Lightness is the attribute of a color that describes how bright or dark it appears, on a scale from pure black (zero lightness) to pure white (maximum lightness). Together with hue and saturation, lightness is one of the three dimensions needed to fully specify a color in models like HSL and OKLCH.
At 0% lightness, any hue becomes black. At 100% lightness in HSL, any hue becomes white. The pure, fully saturated version of a color sits at 50% lightness in HSL, but the perceived brightness of that pure color varies significantly by hue.
Different color models define and measure lightness differently. HSL's lightness is mathematically simple but perceptually non-uniform. OKLCH's lightness (the L in OKLCH) is perceptually uniform: a change of 10 lightness units looks like the same perceptual shift regardless of hue.
Lightness is the single most important dimension for contrast and accessibility. The WCAG contrast ratio formula is fundamentally based on the difference in relative luminance (closely related to lightness) between two colors. Text is readable because it differs in lightness from its background. Hue contrast alone is insufficient.

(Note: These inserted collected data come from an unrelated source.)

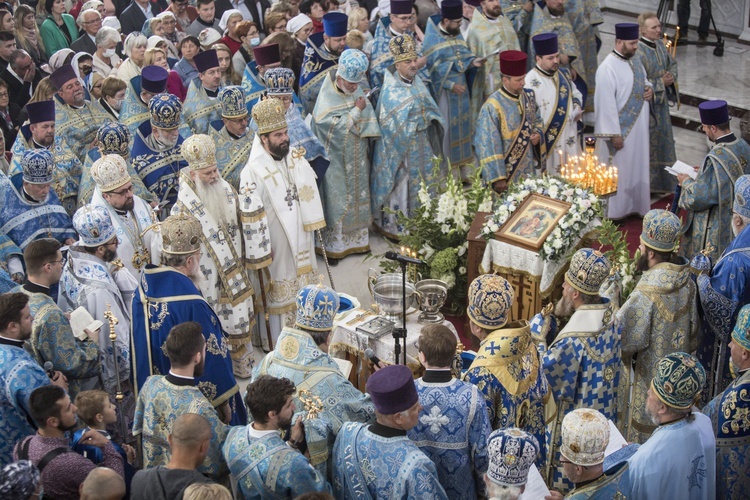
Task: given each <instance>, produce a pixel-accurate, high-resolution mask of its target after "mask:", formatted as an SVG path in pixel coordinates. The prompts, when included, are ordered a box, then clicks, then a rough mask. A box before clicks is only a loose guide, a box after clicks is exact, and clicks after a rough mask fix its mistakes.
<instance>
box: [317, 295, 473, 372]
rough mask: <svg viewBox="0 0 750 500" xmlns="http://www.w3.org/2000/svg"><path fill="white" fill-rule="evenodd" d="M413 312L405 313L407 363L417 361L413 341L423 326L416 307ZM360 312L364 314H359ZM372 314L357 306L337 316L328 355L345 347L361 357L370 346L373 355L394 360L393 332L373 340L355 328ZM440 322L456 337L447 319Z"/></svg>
mask: <svg viewBox="0 0 750 500" xmlns="http://www.w3.org/2000/svg"><path fill="white" fill-rule="evenodd" d="M412 311H413V312H411V313H408V312H407V314H406V361H407V362H408V363H410V364H415V363H419V361H418V360H417V348H416V347H415V345H414V344H416V343H417V340H418V339H419V332H420V331H421V329H422V326H423V325H421V324H419V322H418V321H417V318H419V313H420V311H419V309H417V310H413V309H412ZM363 313H366V314H364V315H363V316H361V317H360V315H362V314H363ZM374 317H375V314H373V313H372V312H368V311H365V310H364V309H359V308H358V309H352V310H350V311H346V312H344V313H341V314H340V315H337V316H336V318H335V319H334V322H333V333H332V334H331V341H330V345H331V355H336V354H337V353H341V352H342V351H343V350H348V351H349V352H351V353H352V354H355V352H353V351H352V350H356V353H358V354H359V355H360V357H362V356H364V352H365V349H367V348H368V347H369V348H370V349H372V350H373V352H374V353H375V356H377V357H378V358H380V359H381V360H382V361H384V362H387V363H393V362H394V356H395V341H394V339H393V336H392V335H383V336H382V337H380V338H378V339H373V338H371V337H370V336H369V335H367V334H365V333H362V332H358V331H357V327H358V326H360V325H361V324H363V323H366V322H368V321H370V320H371V319H373V318H374ZM443 324H444V325H445V326H447V327H448V328H450V330H451V331H452V332H453V334H454V335H455V336H456V338H457V339H458V332H457V331H456V327H454V326H453V324H452V323H451V322H450V321H448V320H445V321H443ZM396 326H400V325H396ZM400 341H401V345H402V346H403V342H404V340H403V339H400ZM337 344H338V346H337ZM341 344H343V346H344V349H342V348H341V347H340V345H341ZM402 348H403V347H402ZM402 356H403V354H402Z"/></svg>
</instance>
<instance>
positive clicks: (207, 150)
mask: <svg viewBox="0 0 750 500" xmlns="http://www.w3.org/2000/svg"><path fill="white" fill-rule="evenodd" d="M181 150H182V156H183V157H184V158H185V161H187V162H188V166H189V167H190V170H203V169H204V168H209V167H214V166H216V144H215V143H214V140H213V139H211V138H210V137H209V136H207V135H205V134H195V135H191V136H190V137H188V138H187V139H185V141H184V142H183V143H182V146H181Z"/></svg>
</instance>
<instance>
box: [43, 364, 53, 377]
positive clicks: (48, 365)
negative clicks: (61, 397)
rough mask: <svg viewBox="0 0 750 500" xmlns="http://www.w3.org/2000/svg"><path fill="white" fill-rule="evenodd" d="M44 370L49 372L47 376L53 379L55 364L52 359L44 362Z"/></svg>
mask: <svg viewBox="0 0 750 500" xmlns="http://www.w3.org/2000/svg"><path fill="white" fill-rule="evenodd" d="M44 371H45V372H47V376H48V377H49V378H51V379H54V378H55V366H54V365H53V364H52V361H45V362H44Z"/></svg>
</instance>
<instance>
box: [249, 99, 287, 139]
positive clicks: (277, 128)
mask: <svg viewBox="0 0 750 500" xmlns="http://www.w3.org/2000/svg"><path fill="white" fill-rule="evenodd" d="M253 120H255V123H256V124H257V125H258V134H268V133H271V132H275V131H276V130H280V129H282V128H286V107H285V106H284V103H283V102H282V101H281V99H276V98H275V97H269V98H267V99H263V100H262V101H260V102H259V103H258V104H256V105H255V106H253Z"/></svg>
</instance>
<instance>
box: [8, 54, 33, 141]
mask: <svg viewBox="0 0 750 500" xmlns="http://www.w3.org/2000/svg"><path fill="white" fill-rule="evenodd" d="M0 78H2V79H3V81H4V82H5V83H6V85H7V86H8V92H9V93H10V102H12V103H15V104H18V105H19V106H20V107H24V106H26V103H27V102H29V100H30V99H31V96H32V94H33V93H34V89H36V86H37V84H38V83H39V81H40V80H41V79H42V72H41V71H39V68H37V67H36V64H34V60H33V59H32V58H31V56H30V55H29V53H28V52H26V51H25V50H22V49H19V50H15V51H13V53H12V54H11V55H10V62H9V64H8V67H7V68H5V69H4V70H2V71H0ZM11 144H12V143H11Z"/></svg>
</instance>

Lightness also drives visual hierarchy in UI design. Headlines are typically darker (or lighter in dark mode) than body text; disabled states use reduced lightness contrast; backgrounds and surfaces are distinguished by small lightness steps. An entire UI can be designed effectively in a single hue if the lightness range is rich enough.
In HSL: Adjust the L value from 0%-100%. Simple, but perceptually non-uniform. A 10-point lightness increase looks much larger in dark colors than in light ones.
In OKLCH: Adjust the L value from 0-1 (or 0-100 in some tools). Perceptually uniform: a consistent change in L produces a consistent perceived change. This is why OKLCH is preferred for generating shade scales programmatically.
Generating shade scales: A shade scale is a set of lightness steps for a single hue and saturation. In a well-designed scale, each step represents an equal perceptual jump in lightness. Use a contrast checker to verify accessibility across the scale.
A lightness scale for a blue hue in OKLCH (perceptually uniform steps):
Lightness is the perceptual dimension of light-to-dark in HSL. Brightness (or Value) is the same concept in HSV/HSB. Luminance (relative luminance in WCAG) is a physically-derived measure of how much light a color emits relative to white. All three describe the light-to-dark quality of a color, but they are computed differently and have different perceptual accuracy. OKLCH lightness is the most perceptually accurate of the design-facing measures.
Because HSL lightness is mathematically defined, not perceptually defined. The human eye has different sensitivity to different wavelengths. We are most sensitive to yellow-green light and least sensitive to blue. So a yellow hue at 50% HSL lightness reflects more perceived brightness than a blue at the same lightness. OKLCH corrects for this by basing its lightness channel on measured human visual response.
Most design system shade scales have 10-12 steps, typically labeled 50, 100, 200, 300, 400, 500, 600, 700, 800, 900, and sometimes 950. This range covers all practical UI uses from background tints (lightest) to text on white backgrounds (darkest). Fewer steps leave gaps in coverage; more steps introduce ambiguity about which shade to use.